Package 'Clomial'

Title: Infers clonal composition of a tumor
Description: Clomial fits binomial distributions to counts obtained from Next Gen Sequencing data of multiple samples of the same tumor. The trained parameters can be interpreted to infer the clonal structure of the tumor.
Authors: Habil Zare and Alex Hu
Maintainer: Habil Zare <[email protected]>
License: GPL (>= 2)
Version: 1.43.0
Built: 2024-11-23 06:19:36 UTC
Source: https://github.com/bioc/Clomial

Help Index


Fits a binomial model to data from multiple samples of a single tumor to infer its clonal decomposition.

Description

Clomial fits binomial distributions to counts obtained from Next Gen Sequencing data of multiple samples of the same tumor. The trained parameters can be interpreted to infer the clonal structure of the tumor.

Details

Package: Clomial
Type: Package
Version: 0.99.0
Date: 2014-02-11
License: GPL (>= 2)

The main function is Clomial() which requires 2 matrices Dt and Dc among its inputs. They contain the counts of the alternative allele, and the total number of processed reads, accordingly. Their rows correspond to the genomic loci, and their columns correspond to the samples. Several models should be trained using different initial values to escape from local optima, and the best one in terms of the likelihood can be chosen by choose.best() function.

Author(s)

Habil Zare and Alex Hu

Maintainer: Habil Zare <[email protected]>

References

Inferring clonal composition from multiple sections of a breast cancer, Zare et al., PLoS Computational Biology 10.7 (2014): e1003703.

See Also

Clomial, choose.best, Clomial.iterate, Clomial.likelihood, compute.bic, breastCancer

Examples

set.seed(1)
data(breastCancer)
Dc <- breastCancer$Dc
Dt <- breastCancer$Dt
ClomialResult <-Clomial(Dc=Dc,Dt=Dt,maxIt=20,C=4,doParal=FALSE,binomTryNum=2)
chosen <- choose.best(models=ClomialResult$models)
M1 <- chosen$bestModel
print("Genotypes:")
print(round(M1$Mu))
print("Clone frequencies:")
print(M1$P)

Breast cancer data for clonal decomposition.

Description

Counts data from multiple samples of a single primary breast cancer obtained by deep, next-generation sequencing. The file is consist of two matrices Dt and Dc which contain the counts of the alternative alleles, and the total number of counts on each genomic loci for every tumor samples, accordingly.

Usage

data(breastCancer)

Format

A list containing 2 matrices.

Details

Each matrix contains counts of reads mapped to 17 genomic loci for 12 tumor samples where the column A5-2 corresponds to the normal sample.

References

Inferring clonal composition from multiple sections of a breast cancer, Zare et al., Submitted.

See Also

Clomial

Examples

data(breastCancer)
breastCancer$Dt

Chooses the best trained Clomial model.

Description

Given the output of Clomial function, the likelihoods of all models are compared, and the best model is determined.

Usage

choose.best(models, U = NULL, PTrue = NULL, compareTo = NULL, upto =
"All", doTalk=FALSE)

Arguments

models

The models trained by Clomial function.

U

The optional genotype matrix used for comparison.

PTrue

The optional clone frequency matrix used for comparison.

compareTo

The index of the model against which all other models are compared. Set to NULL to disable.

upto

The models with index less than this value are considered.
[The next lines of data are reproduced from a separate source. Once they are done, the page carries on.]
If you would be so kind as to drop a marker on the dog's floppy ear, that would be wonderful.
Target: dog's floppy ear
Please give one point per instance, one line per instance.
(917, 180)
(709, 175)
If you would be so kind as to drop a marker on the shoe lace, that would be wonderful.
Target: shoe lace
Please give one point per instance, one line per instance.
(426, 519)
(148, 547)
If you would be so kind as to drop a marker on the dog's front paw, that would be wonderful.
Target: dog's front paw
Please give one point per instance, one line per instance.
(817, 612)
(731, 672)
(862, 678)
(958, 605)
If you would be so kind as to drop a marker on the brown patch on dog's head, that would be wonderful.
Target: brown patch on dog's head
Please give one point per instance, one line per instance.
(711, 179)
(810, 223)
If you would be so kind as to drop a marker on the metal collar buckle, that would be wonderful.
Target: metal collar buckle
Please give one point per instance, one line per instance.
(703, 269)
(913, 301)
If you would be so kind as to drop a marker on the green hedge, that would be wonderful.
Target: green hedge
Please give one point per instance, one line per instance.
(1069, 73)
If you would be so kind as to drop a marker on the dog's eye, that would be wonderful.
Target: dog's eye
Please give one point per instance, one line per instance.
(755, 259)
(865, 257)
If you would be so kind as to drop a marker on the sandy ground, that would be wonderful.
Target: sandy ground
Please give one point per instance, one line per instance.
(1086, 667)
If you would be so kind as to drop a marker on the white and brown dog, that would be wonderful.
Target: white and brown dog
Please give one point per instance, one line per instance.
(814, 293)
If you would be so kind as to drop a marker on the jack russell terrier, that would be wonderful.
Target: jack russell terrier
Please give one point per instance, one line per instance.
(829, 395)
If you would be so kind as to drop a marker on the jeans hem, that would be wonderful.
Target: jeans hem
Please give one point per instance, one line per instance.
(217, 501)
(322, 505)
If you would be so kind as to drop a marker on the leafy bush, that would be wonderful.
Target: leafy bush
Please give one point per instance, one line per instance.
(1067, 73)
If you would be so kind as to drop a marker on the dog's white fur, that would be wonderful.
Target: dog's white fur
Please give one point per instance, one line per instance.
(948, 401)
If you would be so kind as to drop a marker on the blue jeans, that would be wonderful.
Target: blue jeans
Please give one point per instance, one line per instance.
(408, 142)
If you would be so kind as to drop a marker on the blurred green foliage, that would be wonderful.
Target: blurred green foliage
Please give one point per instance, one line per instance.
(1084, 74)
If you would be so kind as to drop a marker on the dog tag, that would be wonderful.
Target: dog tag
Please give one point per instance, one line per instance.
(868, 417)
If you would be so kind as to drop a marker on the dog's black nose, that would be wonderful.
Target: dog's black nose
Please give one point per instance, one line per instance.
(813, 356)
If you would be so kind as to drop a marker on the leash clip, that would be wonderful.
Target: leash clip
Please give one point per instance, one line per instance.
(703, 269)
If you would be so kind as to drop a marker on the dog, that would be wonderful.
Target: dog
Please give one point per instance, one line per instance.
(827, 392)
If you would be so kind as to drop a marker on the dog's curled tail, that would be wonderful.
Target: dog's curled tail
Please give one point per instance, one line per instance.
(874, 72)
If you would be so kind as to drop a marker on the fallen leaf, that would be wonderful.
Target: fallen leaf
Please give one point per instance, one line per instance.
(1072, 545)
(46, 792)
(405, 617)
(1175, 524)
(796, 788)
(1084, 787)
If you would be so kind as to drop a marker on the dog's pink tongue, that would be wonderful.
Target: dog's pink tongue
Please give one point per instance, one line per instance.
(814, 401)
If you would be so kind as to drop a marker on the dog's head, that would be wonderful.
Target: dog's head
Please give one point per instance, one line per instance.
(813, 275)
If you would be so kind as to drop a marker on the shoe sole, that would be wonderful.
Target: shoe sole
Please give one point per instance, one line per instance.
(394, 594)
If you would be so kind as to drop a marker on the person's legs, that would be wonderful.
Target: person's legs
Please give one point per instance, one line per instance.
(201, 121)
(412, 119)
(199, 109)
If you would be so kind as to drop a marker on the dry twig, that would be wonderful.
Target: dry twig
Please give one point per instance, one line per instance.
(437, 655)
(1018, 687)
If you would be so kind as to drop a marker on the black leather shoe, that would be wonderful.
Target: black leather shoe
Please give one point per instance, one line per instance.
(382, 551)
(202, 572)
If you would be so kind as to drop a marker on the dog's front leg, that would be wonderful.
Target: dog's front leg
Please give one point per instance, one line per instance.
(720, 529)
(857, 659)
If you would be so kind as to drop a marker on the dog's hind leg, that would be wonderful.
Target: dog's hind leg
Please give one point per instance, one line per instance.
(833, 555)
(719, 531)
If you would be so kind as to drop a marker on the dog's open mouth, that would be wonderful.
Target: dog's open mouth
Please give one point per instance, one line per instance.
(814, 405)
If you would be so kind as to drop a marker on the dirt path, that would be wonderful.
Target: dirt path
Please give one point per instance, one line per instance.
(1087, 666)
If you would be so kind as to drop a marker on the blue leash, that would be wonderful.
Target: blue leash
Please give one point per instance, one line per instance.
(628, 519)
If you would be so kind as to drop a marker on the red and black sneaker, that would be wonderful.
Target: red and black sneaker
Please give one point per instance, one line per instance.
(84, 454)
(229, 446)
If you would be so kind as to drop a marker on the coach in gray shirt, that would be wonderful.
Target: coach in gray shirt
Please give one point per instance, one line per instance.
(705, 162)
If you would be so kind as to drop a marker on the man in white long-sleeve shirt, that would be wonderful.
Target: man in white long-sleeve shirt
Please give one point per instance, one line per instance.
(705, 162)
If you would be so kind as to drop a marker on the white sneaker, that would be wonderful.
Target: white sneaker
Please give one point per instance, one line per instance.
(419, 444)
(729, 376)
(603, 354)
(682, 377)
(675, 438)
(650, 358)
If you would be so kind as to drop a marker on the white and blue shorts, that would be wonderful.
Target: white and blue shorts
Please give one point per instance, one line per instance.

Set to "All" to include every model.

doTalk

If TRUE, information on number of analyzed models is reported.

Details

If compareTo, U, and PTrue are NULL no comparison will be done, and the function runs considerably faster.

Value

A list will be made with the following entries:

err

A list with 2 entries; err$P and err$U the vectors of clonal frequency errors, and genotype errors, accordingly.

Li

A vector of the best obtained log-likelihood for each model.

bestInd

The index of the best model in terms of log-likelihood.

comparison

If compareTo is not NULL, the result of comparison with the corresponding model is reported.

bestModel

The best model in terms of log-likelihood.

seconds

A vector of the time taken, in seconds, to train each model.

Note

When the number of assumed clones, C, is greater than 6, the comparison will be time taking because all possible permutations of clones should be considered. The running time will be slowed down by C!.

Author(s)

Habil Zare

References

Inferring clonal composition from multiple sections of a breast cancer, Zare et al., Submitted.

See Also

Clomial, Clomial.likelihood, Clomial.iterate

Examples

set.seed(4)
data(breastCancer)
Dc <- breastCancer$Dc
Dt <- breastCancer$Dt
ClomialResult <-Clomial(Dc=Dc,Dt=Dt,maxIt=20,C=4,doParal=FALSE,binomTryNum=5)
chosen <- choose.best(models=ClomialResult$models)
M1 <- chosen$bestModel
print("Genotypes:")
round(M1$Mu)
print("Clone frequencies:")
M1$P
bestInd <- chosen$bestInd
plot(chosen$Li,ylab="Log-likelihood",type="l")
points(x=bestInd,y=chosen$Li[bestInd],col="red",pch=19)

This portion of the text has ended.